Creating a job from a node schema:

>>> parameters = {"UPDATE_TAG": 1642784400, "account_id": "123456789012"}
>>> job = GraphJob.from_node_schema(aws_ec2_schema, parameters)
>>> job.name
'Cleanup AWSEC2Instance'

Note

Statements are executed in the order they appear in the list.
If any statement fails, the entire job fails and subsequent statements are not executed.
Jobs automatically handle parameter merging and provide structured logging.

__init__(name: str, statements: List[GraphStatement], short_name: str | None = None)¶

Initialize a new GraphJob instance.

Parameters:

name (str) – Human-readable name for the job.
statements (List[GraphStatement]) – List of statements to execute sequentially.
short_name (Optional[str]) – Short identifier for logging purposes.

as_dict() → Dict¶

Convert the job to a dictionary representation.

This method serializes the job to a dictionary format suitable for JSON serialization or other forms of persistence.

Returns:

A dictionary containing the job’s name, statements, and short_name.: The statements are also converted to their dictionary representations.

Return type:

Dict

Examples

>>> job = GraphJob("Test job", [statement], "test_job")
>>> job_dict = job.as_dict()
>>> job_dict.keys()
dict_keys(['name', 'statements', 'short_name'])
>>> job_dict['name']
'Test job'

classmethod from_json(blob: str | dict, short_name: str | None = None) → GraphJob¶

Create a GraphJob instance from a JSON string.

This class method deserializes a JSON string into a GraphJob object, reconstructing all statements and their parameters.

Parameters:

blob (Union[str, dict]) – The JSON string or dictionary to deserialize. Must contain a ‘name’ field and a ‘statements’ field with a list of statement definitions. If a string is provided, it will be parsed as JSON. If a dictionary is provided, it will be used directly.
short_name (Optional[str]) – Override the short name for the job. If not provided, uses the short_name from JSON if available.

Returns:

A new GraphJob instance created from the JSON data.

Return type:

GraphJob

Raises:

json.JSONDecodeError – If the blob is not valid JSON.
KeyError – If the JSON doesn’t contain required fields (‘name’, ‘statements’).

Examples

>>> json_str = '''
... {
...     "name": "Test Job",
...     "statements": [
...         {
...             "query": "MATCH (n:TestNode) RETURN count(n)",
...             "parameters": {}
...         }
...     ]
... }
... '''
>>> job = GraphJob.from_json(json_str, "test_job")
>>> job.name
'Test Job'
>>> job.short_name
'test_job'

classmethod from_json_file(file_path: str | Path) → GraphJob¶

Create a GraphJob instance from a JSON file.
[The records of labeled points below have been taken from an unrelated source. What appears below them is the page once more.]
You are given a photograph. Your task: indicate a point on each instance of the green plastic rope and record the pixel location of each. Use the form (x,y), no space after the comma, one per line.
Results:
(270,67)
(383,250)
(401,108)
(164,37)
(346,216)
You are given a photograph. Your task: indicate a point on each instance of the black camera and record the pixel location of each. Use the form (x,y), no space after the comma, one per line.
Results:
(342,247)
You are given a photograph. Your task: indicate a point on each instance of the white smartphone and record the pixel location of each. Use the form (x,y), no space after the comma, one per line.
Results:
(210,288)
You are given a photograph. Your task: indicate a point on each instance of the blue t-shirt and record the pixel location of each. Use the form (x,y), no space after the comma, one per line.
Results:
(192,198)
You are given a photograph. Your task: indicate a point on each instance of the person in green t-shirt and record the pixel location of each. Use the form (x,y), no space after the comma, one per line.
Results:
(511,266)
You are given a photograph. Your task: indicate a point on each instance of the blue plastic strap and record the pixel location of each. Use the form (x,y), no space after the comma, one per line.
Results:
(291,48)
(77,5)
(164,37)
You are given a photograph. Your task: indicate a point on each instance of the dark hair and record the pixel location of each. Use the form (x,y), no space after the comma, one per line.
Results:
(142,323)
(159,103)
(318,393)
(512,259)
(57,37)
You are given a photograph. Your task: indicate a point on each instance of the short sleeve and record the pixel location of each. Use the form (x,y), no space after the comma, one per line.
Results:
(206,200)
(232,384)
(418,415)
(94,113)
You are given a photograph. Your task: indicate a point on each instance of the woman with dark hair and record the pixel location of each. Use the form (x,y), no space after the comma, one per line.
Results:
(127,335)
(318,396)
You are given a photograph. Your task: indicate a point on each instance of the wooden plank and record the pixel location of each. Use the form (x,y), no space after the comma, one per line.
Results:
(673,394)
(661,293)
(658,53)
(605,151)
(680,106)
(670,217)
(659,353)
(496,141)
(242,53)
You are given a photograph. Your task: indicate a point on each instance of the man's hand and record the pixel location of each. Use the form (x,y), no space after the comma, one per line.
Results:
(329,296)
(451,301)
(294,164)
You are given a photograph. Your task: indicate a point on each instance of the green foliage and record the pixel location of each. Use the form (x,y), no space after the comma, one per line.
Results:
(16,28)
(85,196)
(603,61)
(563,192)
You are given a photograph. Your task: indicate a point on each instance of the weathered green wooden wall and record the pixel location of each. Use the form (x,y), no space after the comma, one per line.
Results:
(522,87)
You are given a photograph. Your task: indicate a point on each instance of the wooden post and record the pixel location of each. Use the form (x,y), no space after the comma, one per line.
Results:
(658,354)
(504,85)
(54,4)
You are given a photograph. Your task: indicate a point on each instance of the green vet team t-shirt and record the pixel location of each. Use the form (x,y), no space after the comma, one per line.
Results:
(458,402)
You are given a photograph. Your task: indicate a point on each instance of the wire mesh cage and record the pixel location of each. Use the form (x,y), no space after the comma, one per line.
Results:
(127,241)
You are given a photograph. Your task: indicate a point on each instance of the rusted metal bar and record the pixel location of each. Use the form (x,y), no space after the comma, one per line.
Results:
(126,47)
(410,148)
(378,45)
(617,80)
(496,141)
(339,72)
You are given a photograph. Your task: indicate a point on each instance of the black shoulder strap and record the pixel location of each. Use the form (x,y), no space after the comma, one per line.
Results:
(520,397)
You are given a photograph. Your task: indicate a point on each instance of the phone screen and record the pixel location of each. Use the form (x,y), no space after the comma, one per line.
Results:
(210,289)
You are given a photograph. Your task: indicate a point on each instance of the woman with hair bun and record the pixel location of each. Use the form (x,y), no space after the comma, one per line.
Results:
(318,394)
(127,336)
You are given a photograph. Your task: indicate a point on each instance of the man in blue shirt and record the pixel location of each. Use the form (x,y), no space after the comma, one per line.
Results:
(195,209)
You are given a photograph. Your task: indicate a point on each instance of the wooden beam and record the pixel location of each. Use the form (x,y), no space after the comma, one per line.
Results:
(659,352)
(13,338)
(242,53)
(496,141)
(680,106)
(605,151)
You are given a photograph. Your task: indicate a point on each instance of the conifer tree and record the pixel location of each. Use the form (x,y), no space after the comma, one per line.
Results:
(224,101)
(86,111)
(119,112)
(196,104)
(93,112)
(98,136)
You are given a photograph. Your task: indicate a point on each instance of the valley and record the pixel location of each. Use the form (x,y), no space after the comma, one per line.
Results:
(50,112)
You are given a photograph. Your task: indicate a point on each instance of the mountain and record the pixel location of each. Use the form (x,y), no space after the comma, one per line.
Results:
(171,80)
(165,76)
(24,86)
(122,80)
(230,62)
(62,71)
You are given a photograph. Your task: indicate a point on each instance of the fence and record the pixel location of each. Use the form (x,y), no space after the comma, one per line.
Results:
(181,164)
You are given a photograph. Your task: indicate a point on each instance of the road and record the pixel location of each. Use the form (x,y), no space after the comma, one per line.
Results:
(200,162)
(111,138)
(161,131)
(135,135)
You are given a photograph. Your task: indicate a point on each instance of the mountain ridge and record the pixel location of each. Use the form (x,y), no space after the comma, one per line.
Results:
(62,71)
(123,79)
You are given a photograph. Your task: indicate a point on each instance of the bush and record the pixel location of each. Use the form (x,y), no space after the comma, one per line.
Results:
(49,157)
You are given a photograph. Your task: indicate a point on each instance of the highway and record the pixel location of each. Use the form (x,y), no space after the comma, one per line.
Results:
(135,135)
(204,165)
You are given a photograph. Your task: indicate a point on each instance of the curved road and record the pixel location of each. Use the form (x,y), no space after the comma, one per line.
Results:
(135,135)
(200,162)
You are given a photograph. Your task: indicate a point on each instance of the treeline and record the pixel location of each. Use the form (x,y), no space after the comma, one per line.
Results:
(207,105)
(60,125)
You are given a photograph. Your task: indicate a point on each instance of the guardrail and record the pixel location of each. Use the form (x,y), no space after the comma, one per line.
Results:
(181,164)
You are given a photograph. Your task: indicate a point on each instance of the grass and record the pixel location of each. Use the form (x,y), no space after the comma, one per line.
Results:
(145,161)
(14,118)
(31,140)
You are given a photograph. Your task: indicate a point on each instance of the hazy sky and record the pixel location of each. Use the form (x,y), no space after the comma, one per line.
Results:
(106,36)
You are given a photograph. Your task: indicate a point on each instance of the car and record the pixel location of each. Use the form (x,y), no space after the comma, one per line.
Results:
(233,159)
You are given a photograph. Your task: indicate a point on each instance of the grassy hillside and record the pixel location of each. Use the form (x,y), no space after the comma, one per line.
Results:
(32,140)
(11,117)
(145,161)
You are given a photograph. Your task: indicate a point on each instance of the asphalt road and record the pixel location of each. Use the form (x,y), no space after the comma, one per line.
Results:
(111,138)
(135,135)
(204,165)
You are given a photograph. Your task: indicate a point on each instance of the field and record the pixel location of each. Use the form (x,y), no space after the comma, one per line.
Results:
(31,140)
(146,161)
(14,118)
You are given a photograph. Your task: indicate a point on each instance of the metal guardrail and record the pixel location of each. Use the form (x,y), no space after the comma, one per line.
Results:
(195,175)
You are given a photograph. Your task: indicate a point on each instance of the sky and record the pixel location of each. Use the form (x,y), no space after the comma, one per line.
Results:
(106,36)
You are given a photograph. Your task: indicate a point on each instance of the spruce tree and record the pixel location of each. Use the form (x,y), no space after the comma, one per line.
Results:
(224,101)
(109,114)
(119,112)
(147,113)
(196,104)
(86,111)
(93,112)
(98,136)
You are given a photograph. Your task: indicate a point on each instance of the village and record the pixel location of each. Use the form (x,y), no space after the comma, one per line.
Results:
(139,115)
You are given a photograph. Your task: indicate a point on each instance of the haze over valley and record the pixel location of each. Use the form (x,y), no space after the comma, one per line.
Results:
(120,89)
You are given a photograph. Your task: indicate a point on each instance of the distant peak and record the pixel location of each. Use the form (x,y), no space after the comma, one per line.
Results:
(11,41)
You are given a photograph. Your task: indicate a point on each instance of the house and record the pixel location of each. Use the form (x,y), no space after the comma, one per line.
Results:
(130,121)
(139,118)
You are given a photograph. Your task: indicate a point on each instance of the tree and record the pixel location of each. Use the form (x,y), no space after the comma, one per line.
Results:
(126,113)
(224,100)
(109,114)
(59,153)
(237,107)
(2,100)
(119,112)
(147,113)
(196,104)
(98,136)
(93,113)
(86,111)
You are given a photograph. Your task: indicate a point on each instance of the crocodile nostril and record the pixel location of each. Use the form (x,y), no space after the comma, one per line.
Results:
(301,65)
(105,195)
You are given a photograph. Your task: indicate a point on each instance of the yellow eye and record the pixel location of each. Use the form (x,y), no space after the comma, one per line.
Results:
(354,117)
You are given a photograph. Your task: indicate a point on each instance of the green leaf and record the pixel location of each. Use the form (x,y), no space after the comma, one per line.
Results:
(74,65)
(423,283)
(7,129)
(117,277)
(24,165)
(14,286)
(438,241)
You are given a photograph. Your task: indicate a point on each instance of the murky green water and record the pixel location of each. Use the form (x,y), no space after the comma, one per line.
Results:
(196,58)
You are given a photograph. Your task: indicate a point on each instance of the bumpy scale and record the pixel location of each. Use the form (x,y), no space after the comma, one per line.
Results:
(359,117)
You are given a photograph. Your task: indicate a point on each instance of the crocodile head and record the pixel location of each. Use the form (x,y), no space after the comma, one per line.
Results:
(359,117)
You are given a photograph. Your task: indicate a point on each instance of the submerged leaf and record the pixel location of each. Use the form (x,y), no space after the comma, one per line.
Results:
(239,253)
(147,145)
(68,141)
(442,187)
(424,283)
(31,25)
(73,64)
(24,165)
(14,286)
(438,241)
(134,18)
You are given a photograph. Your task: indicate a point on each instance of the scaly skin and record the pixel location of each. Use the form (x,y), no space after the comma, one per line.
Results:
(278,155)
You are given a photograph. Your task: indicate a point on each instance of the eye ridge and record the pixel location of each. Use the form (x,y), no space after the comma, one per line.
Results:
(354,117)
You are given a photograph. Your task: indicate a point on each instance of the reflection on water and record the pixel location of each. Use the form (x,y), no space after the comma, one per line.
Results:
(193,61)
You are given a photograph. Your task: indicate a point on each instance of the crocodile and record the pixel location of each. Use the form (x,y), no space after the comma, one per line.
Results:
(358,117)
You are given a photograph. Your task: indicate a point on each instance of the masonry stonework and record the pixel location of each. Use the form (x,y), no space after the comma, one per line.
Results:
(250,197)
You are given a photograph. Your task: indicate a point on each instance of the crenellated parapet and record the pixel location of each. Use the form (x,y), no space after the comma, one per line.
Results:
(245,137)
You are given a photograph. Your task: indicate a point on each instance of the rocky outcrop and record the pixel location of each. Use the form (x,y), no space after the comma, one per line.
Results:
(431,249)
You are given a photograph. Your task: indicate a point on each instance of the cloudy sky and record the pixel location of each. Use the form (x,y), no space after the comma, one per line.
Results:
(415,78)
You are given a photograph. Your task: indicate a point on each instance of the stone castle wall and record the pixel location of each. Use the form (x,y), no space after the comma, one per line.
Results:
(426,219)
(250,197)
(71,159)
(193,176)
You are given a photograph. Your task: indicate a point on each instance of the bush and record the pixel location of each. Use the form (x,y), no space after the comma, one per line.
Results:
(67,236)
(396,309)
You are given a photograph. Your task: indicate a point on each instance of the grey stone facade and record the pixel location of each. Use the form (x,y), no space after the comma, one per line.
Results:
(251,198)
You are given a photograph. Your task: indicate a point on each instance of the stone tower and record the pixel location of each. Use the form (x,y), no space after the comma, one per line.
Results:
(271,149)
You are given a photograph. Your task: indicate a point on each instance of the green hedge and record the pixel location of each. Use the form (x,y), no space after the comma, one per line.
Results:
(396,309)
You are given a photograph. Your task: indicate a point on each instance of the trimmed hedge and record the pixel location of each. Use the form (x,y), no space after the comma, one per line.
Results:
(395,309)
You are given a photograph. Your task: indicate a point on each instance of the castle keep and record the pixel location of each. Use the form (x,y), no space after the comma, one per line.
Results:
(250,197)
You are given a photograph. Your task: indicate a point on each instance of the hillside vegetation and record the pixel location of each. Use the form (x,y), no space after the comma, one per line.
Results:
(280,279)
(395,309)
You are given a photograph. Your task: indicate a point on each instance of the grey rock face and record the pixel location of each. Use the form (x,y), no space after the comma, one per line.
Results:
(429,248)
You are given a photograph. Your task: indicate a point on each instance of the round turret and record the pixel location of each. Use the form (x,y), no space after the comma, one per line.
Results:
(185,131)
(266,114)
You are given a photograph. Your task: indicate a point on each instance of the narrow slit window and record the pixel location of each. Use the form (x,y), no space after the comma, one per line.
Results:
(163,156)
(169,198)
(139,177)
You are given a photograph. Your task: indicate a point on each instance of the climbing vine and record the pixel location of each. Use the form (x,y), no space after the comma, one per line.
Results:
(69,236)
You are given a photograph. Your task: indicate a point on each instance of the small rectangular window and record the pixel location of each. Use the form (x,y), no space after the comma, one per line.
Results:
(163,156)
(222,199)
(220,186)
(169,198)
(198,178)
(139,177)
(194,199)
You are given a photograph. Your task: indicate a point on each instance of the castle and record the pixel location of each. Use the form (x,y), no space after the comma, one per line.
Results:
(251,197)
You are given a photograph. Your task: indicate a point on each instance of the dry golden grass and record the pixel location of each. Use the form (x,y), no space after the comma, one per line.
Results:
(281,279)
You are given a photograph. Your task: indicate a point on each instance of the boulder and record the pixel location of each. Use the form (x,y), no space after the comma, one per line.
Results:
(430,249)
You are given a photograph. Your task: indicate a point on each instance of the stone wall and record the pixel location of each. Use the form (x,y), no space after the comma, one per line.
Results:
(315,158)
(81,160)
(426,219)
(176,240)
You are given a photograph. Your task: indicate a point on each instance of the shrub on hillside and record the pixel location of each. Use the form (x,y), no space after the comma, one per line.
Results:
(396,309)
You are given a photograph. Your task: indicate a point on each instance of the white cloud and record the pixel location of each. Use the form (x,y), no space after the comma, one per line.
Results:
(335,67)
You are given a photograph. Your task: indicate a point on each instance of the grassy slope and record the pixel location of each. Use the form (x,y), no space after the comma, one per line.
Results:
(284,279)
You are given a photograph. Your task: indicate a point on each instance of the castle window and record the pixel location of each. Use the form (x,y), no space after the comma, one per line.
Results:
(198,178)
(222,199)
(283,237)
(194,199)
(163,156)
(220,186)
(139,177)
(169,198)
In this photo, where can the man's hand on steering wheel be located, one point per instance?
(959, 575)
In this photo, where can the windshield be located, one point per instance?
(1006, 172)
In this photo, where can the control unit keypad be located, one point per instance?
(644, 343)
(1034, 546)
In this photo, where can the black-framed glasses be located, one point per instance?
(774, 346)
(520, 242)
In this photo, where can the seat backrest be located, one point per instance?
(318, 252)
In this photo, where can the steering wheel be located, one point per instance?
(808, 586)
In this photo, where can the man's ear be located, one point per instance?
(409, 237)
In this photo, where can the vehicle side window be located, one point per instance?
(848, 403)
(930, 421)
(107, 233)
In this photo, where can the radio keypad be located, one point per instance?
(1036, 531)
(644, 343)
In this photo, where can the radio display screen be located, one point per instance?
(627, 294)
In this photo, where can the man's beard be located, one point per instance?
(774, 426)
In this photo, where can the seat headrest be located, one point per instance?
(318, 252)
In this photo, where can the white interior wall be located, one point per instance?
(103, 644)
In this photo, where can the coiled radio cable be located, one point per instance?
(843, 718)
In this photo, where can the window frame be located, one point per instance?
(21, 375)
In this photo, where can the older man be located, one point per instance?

This class method reads a JSON file and deserializes it into a GraphJob object. The job’s short name is automatically derived from the file path.

Parameters:

file_path (Union[str, Path]) – The path to the JSON file to read and parse.

Returns:

A new GraphJob instance created from the JSON file.

Return type:

GraphJob

Raises:

FileNotFoundError – If the specified file does not exist.
json.JSONDecodeError – If the file contains invalid JSON.
KeyError – If the JSON file doesn’t contain required fields (‘name’, ‘statements’).

classmethod from_matchlink(rel_schema: CartographyRelSchema, sub_resource_label: str, sub_resource_id: str, update_tag: int, iterationsize: int = 100) → GraphJob¶

Create a cleanup job for matchlink relationships.

This class method generates a cleanup job specifically for cleaning up stale relationships created by load_matchlinks() operations. It should only be used for matchlink cleanup and not for general relationship cleanup.

Parameters:

rel_schema (CartographyRelSchema) – The relationship schema object defining the structure of relationships to clean up. Must have source_node_matcher and target_node_matcher defined.
sub_resource_label (str) – The label of the sub-resource to scope cleanup to.
sub_resource_id (str) – The ID of the sub-resource to scope cleanup to.
update_tag (int) – The update tag to identify stale relationships.
iterationsize (int, optional) – The number of items to process in each iteration. Defaults to 100.

Returns:

A new GraphJob instance configured for matchlink cleanup.

Return type:

GraphJob

Note

This method is specifically designed for matchlink cleanup operations.
Required relationship properties _sub_resource_label and _sub_resource_id must be defined in the rel_schema.
For a given rel_schema, the fields used in the rel_schema.properties._sub_resource_label.name and

rel_schema.properties._sub_resource_id.name must be provided as keys and values in the params dict. - The rel_schema must have a source_node_matcher and target_node_matcher. - The number of items to process in each iteration. Defaults to 100.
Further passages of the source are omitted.